Entrou em vigor nesta sexta-feira (17) uma legislação que estabelece a possibilidade de guarda compartilhada de pets após o fim de casamentos ou uniões estáveis. A norma prevê regras objetivas para a divisão da convivência e das responsabilidades, inclusive nos casos em que não há consenso entre os ex-companheiros.
Quando não houver acordo, caberá ao Judiciário definir a custódia compartilhada, garantindo equilíbrio tanto no tempo de convivência quanto na divisão das despesas relacionadas ao animal. Para que essa regra seja aplicada, é necessário que o pet seja considerado de propriedade comum, ou seja, que tenha vivido a maior parte de sua vida sob os cuidados do casal.

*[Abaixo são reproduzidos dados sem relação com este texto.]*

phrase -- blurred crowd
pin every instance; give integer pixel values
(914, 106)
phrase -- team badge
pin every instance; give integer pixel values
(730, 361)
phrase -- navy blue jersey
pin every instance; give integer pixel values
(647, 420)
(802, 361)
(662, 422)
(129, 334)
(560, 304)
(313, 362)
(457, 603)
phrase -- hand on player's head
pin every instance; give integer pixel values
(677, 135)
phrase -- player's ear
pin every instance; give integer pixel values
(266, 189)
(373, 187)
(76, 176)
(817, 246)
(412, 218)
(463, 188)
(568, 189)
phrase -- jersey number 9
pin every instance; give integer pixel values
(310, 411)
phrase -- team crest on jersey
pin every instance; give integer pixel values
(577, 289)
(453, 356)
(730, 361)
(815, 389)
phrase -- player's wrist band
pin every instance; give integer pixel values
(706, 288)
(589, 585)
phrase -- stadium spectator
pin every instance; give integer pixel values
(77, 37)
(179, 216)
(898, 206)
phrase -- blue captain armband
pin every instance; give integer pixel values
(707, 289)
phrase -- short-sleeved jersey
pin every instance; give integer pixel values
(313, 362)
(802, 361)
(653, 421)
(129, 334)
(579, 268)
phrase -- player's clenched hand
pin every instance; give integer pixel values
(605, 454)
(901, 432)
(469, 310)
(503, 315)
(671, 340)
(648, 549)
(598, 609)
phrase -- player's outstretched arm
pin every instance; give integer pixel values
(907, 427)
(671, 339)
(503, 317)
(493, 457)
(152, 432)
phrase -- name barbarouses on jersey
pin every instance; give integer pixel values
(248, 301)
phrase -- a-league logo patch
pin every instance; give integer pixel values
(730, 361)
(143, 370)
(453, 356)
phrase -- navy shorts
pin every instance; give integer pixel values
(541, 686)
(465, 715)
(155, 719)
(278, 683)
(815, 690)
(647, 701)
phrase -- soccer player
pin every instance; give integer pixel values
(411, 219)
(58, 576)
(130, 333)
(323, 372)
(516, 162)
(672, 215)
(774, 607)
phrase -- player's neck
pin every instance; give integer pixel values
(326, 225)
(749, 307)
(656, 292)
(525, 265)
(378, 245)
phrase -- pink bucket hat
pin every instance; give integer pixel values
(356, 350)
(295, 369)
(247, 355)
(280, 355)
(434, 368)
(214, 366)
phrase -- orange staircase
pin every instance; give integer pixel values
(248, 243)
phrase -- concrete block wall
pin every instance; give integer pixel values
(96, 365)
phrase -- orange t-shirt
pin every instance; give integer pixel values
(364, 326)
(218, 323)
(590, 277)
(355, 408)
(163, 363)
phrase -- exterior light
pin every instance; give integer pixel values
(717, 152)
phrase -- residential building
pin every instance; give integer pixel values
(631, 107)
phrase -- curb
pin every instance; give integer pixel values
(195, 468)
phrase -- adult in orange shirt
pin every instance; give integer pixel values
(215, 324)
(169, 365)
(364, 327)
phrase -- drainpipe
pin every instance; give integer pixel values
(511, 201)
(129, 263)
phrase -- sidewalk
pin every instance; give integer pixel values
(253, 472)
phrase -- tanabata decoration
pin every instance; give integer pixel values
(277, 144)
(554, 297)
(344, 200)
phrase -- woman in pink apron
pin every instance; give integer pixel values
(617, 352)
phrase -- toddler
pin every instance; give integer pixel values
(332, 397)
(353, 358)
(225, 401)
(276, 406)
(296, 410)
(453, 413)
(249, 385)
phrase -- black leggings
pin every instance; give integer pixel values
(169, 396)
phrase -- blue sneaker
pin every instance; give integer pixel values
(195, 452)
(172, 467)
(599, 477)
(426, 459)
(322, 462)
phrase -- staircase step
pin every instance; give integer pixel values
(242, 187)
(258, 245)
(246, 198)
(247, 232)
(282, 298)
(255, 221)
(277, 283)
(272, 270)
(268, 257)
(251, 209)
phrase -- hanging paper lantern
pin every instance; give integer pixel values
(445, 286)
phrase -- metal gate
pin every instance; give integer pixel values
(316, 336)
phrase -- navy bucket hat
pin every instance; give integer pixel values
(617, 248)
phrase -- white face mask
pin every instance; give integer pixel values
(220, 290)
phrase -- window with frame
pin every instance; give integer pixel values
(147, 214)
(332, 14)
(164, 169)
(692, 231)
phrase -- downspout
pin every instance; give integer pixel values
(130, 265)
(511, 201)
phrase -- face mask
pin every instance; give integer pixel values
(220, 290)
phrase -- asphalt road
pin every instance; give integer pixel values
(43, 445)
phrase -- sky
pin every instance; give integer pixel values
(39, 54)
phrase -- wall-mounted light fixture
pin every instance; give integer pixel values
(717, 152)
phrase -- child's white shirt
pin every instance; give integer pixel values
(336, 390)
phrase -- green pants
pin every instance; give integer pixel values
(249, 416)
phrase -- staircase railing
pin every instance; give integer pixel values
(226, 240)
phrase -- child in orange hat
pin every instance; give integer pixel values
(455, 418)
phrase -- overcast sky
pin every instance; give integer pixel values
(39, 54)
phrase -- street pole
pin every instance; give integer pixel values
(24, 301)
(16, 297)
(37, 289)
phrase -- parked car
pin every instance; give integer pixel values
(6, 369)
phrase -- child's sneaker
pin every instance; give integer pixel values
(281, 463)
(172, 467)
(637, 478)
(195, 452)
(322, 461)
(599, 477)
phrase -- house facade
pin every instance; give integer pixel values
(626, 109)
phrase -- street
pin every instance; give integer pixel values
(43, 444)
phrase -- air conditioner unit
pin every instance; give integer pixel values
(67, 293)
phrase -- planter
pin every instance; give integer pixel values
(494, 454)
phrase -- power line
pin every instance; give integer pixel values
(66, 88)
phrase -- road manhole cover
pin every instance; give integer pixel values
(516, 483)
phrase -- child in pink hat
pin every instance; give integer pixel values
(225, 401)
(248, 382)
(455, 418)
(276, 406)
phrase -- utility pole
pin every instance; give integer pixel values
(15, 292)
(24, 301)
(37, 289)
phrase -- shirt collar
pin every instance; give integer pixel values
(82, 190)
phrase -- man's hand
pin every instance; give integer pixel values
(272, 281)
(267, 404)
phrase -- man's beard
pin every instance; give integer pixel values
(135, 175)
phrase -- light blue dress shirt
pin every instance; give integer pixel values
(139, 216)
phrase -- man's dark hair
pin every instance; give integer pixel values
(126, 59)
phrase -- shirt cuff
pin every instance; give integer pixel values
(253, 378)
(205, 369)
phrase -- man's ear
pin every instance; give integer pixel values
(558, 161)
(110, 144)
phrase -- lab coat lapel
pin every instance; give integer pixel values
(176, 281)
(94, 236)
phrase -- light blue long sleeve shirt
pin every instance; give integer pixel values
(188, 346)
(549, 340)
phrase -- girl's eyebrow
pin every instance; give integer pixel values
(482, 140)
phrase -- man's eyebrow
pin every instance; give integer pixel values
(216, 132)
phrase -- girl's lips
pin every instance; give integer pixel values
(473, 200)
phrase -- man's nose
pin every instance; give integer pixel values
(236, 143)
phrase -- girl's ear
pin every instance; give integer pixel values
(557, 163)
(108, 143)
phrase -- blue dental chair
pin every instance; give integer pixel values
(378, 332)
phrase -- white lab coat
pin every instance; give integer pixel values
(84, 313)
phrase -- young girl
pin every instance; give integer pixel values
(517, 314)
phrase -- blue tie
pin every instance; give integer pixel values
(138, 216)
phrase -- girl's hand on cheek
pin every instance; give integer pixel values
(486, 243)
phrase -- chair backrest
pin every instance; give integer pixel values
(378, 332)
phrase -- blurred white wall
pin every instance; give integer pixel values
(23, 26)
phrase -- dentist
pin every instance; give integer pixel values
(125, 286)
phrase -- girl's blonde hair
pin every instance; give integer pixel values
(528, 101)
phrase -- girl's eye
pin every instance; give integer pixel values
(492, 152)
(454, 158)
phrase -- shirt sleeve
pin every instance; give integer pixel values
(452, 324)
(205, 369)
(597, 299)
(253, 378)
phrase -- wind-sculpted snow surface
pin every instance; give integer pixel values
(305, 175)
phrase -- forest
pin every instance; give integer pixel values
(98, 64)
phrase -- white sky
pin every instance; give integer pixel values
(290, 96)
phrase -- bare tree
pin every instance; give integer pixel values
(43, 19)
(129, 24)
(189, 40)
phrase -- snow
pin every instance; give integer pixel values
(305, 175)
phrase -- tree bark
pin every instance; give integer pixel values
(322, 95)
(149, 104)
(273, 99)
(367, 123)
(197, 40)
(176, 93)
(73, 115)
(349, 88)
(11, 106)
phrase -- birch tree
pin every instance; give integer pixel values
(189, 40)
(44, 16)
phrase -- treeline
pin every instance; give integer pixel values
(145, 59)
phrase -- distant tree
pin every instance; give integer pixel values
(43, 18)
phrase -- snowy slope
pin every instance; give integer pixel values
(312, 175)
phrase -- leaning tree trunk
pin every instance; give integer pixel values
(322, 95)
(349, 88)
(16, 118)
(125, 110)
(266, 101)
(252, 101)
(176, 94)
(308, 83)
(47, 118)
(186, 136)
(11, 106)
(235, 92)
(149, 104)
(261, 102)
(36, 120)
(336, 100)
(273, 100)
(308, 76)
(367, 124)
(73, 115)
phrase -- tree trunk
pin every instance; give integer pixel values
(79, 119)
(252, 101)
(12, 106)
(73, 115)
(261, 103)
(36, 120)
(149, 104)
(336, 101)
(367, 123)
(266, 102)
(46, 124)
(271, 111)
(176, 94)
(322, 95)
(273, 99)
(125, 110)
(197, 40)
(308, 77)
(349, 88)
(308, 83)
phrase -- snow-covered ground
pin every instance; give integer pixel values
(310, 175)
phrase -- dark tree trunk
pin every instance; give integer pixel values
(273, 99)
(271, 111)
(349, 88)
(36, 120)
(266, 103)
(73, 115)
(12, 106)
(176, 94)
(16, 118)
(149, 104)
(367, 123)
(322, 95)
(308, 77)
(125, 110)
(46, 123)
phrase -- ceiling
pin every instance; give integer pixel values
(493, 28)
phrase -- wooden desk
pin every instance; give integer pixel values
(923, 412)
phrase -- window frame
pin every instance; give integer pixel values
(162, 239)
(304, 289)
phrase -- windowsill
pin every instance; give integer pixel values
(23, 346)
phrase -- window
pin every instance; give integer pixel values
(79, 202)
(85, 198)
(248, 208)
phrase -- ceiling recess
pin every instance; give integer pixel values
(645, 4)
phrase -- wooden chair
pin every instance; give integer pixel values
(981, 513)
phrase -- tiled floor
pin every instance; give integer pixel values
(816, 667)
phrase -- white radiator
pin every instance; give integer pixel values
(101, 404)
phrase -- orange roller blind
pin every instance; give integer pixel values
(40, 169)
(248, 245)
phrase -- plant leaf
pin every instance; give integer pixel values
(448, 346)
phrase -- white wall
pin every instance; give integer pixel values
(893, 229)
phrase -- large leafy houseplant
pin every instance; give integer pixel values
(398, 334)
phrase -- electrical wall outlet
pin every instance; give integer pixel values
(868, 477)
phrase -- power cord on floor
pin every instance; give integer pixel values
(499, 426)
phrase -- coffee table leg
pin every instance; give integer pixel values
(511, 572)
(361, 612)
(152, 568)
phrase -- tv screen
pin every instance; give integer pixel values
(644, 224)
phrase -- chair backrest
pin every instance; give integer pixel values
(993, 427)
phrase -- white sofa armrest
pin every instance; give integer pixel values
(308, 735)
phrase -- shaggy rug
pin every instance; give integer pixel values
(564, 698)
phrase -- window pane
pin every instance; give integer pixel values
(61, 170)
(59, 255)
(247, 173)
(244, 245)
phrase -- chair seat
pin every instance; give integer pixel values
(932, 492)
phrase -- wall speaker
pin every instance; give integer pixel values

No que diz respeito à manutenção, a lei determina que despesas rotineiras, como alimentação e higiene, devem ser assumidas por quem estiver com o animal no período correspondente. Já os custos extraordinários, como atendimentos veterinários, internações e medicamentos, deverão ser divididos de forma igual entre as partes.
A legislação também trata de situações em que uma das partes opta por não participar da guarda compartilhada. Nesse caso, haverá perda definitiva da posse e da propriedade do animal, sem direito a qualquer tipo de indenização. O mesmo se aplica quando houver descumprimento injustificado do acordo estabelecido.
Em decisões judiciais, a guarda compartilhada poderá ser negada caso sejam identificados fatores de risco, como histórico de violência doméstica ou maus-tratos ao animal. Nessas circunstâncias, a posse e a propriedade serão transferidas integralmente à outra parte, também sem previsão de compensação financeira ao infrator.